The ongoing development of those techniques opened the door to the brisk competition for the silver medal – second-worst court decision.  I’ll offer thoughts in a later post on how that competition shapes up on this observer’s scorecard.

 

 

[1] The Scotts also had two boys who died in infancy and another daughter, who survived.

[2] Irene lived to 1903.

[3] Kindle location 705.

[4] They were right.  At the end of his opinion in the Dred Scott case, the Chief Justice indicated in dictum that an appeal would have been an automatic loss for the petitioners because of the authority of the Strader case.

[5] The case is captioned Scott v. Sandford.  The superfluous “d” in Mr. Sanford’s name attached itself to the case through a clerical error and has remained there ever since.

[6] Mr.

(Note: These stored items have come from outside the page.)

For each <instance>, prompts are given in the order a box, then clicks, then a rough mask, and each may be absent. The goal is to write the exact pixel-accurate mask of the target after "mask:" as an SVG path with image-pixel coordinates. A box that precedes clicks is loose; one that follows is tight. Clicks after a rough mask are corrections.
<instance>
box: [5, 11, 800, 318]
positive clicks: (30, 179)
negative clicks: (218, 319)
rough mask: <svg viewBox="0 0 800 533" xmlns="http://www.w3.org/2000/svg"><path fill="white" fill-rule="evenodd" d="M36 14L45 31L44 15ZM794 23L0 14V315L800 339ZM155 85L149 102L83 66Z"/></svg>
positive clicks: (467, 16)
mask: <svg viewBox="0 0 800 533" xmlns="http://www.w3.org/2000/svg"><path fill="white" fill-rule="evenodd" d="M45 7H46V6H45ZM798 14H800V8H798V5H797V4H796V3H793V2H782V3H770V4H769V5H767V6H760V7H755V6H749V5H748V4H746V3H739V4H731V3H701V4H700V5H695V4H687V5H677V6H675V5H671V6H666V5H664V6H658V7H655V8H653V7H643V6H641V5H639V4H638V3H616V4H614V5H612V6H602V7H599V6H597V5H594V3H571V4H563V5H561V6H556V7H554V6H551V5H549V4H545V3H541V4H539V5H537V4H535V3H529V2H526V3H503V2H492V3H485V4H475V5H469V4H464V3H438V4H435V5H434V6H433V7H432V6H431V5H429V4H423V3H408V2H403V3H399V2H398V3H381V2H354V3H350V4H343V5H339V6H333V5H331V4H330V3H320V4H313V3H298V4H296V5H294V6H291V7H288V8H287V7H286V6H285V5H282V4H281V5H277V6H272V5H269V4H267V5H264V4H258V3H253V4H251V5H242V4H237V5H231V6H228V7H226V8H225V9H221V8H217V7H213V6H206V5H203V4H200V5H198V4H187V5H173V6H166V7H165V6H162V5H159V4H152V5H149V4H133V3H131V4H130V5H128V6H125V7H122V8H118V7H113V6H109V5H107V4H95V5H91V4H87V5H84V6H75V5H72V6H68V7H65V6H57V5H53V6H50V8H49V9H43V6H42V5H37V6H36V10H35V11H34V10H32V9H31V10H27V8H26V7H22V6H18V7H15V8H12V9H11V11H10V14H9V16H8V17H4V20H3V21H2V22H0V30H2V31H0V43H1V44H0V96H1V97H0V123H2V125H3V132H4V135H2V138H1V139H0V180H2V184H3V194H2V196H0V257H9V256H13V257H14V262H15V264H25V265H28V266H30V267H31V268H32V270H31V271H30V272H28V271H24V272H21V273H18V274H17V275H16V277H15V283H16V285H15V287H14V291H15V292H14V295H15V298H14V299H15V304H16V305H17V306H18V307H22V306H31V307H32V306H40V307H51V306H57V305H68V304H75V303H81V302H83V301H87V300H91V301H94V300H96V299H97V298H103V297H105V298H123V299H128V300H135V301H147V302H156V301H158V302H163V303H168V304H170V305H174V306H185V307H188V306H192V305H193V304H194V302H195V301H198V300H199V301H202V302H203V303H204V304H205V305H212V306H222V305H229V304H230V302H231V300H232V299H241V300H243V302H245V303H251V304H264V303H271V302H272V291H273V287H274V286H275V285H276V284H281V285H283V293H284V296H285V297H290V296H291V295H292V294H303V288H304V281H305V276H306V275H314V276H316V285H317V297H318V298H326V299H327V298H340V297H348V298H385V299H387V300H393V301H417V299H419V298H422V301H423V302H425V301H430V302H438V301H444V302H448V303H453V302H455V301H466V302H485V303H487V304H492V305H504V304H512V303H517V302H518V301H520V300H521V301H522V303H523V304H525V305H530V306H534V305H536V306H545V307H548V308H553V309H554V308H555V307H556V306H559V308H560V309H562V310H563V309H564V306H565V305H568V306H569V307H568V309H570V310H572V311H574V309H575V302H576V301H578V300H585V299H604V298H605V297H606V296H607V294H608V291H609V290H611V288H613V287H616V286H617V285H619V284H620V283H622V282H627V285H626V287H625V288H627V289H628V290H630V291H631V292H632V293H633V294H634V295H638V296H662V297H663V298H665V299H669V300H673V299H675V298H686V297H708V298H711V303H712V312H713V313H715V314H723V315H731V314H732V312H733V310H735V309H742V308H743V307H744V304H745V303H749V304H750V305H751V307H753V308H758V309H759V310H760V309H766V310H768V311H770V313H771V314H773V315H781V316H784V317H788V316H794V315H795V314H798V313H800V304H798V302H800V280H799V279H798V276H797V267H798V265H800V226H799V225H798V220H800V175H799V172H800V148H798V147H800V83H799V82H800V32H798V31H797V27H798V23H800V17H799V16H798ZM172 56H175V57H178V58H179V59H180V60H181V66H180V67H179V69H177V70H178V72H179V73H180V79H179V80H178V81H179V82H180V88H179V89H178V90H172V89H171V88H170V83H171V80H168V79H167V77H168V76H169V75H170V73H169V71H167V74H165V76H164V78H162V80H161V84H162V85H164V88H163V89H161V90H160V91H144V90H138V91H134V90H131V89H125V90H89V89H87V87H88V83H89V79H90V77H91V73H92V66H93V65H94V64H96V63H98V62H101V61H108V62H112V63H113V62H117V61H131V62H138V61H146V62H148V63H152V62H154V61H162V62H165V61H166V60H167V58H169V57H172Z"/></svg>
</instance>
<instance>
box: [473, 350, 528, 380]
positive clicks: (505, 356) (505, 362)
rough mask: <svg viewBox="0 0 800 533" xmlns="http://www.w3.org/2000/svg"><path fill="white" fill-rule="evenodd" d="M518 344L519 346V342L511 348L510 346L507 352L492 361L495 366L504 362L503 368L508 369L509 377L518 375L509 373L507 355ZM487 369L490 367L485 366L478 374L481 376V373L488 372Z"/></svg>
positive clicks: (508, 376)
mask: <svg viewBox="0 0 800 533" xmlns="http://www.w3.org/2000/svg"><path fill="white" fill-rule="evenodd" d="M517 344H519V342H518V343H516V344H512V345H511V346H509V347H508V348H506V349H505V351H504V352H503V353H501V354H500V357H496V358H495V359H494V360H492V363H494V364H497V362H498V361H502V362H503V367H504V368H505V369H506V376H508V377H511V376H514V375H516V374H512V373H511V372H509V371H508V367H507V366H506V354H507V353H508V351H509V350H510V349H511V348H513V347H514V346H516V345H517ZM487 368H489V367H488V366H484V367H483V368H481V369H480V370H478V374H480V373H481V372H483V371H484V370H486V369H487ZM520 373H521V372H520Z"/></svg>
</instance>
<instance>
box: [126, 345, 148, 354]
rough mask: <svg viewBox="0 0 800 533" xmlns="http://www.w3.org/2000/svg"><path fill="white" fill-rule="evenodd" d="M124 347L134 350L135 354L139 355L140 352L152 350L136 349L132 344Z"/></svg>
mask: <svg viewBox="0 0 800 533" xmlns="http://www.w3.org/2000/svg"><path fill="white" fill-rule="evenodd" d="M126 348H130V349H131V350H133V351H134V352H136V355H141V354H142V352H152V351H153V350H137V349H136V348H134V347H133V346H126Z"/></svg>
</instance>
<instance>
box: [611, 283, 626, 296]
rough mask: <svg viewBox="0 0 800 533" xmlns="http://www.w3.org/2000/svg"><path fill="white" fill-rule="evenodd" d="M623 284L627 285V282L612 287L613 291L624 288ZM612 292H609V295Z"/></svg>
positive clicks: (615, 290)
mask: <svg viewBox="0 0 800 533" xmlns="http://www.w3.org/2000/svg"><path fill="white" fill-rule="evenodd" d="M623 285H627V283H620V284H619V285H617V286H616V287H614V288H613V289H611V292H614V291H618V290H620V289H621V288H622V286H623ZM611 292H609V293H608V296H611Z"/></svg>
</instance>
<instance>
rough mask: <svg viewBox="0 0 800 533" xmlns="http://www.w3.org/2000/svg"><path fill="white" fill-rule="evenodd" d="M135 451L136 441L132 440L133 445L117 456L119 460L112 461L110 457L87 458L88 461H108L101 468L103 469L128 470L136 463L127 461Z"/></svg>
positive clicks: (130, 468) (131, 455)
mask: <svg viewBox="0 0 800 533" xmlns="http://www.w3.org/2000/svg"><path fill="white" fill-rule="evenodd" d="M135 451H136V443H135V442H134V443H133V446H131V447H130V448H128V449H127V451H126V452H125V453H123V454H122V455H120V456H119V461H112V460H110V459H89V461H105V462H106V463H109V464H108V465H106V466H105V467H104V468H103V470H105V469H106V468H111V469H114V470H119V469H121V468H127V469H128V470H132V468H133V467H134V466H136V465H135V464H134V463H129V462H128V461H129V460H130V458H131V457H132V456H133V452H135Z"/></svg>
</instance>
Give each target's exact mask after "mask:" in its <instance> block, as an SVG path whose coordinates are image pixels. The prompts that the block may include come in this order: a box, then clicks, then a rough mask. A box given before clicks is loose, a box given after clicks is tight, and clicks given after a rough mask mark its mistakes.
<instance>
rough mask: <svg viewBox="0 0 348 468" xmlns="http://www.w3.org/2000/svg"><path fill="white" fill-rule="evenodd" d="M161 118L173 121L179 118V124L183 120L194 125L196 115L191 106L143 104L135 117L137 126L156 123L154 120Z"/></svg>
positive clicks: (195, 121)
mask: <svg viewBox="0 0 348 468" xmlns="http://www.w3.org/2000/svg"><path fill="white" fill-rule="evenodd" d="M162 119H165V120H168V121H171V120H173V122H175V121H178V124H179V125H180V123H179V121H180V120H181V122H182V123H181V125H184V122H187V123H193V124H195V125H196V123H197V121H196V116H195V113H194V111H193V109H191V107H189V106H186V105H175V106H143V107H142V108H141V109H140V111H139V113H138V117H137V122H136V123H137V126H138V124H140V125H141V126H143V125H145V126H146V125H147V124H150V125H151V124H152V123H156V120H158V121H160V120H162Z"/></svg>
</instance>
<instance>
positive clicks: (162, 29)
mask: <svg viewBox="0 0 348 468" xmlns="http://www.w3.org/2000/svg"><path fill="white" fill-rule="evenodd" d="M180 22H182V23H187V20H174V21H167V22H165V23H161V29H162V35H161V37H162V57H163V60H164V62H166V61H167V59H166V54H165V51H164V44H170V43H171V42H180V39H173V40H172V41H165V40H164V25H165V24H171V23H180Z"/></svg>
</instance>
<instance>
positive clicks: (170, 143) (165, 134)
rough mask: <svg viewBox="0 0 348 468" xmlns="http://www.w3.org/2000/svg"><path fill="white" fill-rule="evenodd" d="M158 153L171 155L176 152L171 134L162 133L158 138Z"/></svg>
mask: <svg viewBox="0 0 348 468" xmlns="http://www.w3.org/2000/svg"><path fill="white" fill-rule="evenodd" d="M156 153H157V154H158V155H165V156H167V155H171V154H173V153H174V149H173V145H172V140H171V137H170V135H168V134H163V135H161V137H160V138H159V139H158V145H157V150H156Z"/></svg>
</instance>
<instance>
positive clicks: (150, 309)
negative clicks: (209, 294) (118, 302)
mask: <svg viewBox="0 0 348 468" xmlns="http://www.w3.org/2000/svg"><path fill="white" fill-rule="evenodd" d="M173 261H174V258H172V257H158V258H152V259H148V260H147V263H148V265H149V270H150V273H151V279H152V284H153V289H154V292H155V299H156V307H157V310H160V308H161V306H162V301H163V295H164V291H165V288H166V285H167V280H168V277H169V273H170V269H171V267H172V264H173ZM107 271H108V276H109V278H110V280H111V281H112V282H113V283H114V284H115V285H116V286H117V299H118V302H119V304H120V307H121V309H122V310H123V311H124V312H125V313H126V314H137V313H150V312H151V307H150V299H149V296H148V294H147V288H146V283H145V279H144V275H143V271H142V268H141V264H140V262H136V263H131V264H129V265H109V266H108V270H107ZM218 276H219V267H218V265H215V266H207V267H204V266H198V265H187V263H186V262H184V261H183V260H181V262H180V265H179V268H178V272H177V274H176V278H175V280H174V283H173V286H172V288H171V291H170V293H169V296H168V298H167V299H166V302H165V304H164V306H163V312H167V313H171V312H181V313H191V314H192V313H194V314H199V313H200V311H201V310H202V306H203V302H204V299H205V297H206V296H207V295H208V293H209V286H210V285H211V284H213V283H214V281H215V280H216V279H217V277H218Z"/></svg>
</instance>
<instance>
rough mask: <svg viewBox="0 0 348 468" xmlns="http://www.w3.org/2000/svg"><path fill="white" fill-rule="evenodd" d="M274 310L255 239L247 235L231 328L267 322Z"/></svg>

Chaffee is a likely suspect in an anti-slavery conspiracy that didn’t work out.  When the Supreme Court decision was announced, and a local reporter in Springfield, Massachusetts recognized that Chaffee was the brother-in-law of the respondent, Chaffee stated that he himself had not heard of the case until February 1857. His connection to the case embarrassed him.  He did not run for re-election.

[7] We live in a time when a charge of racism can be laid with a straight face against a non-Mexican who wears a sombrero to a Mexican themed party.  Because the charge of racism retains its force, it is too easy for those who would appropriate its power to apply the term broadly and loosely.  I would give the word to the sombrero crowd if there were a usable substitute.  There isn’t, so I will use it here, but with the understanding that it is intended in its true, original sense of “a belief or doctrine that inherent differences among the various human racial groups determine cultural or individual achievement, usually involving the idea that one’s own race is superior and has the right to dominate others or that a particular racial group in inferior to the others”.

[8] I have noted before Abraham Lincoln’s observation that those who claimed slavery was a positive good did not want the good of it for themselves.

[9] Harry Jaffa, “A New Birth of Freedom”, p. 220.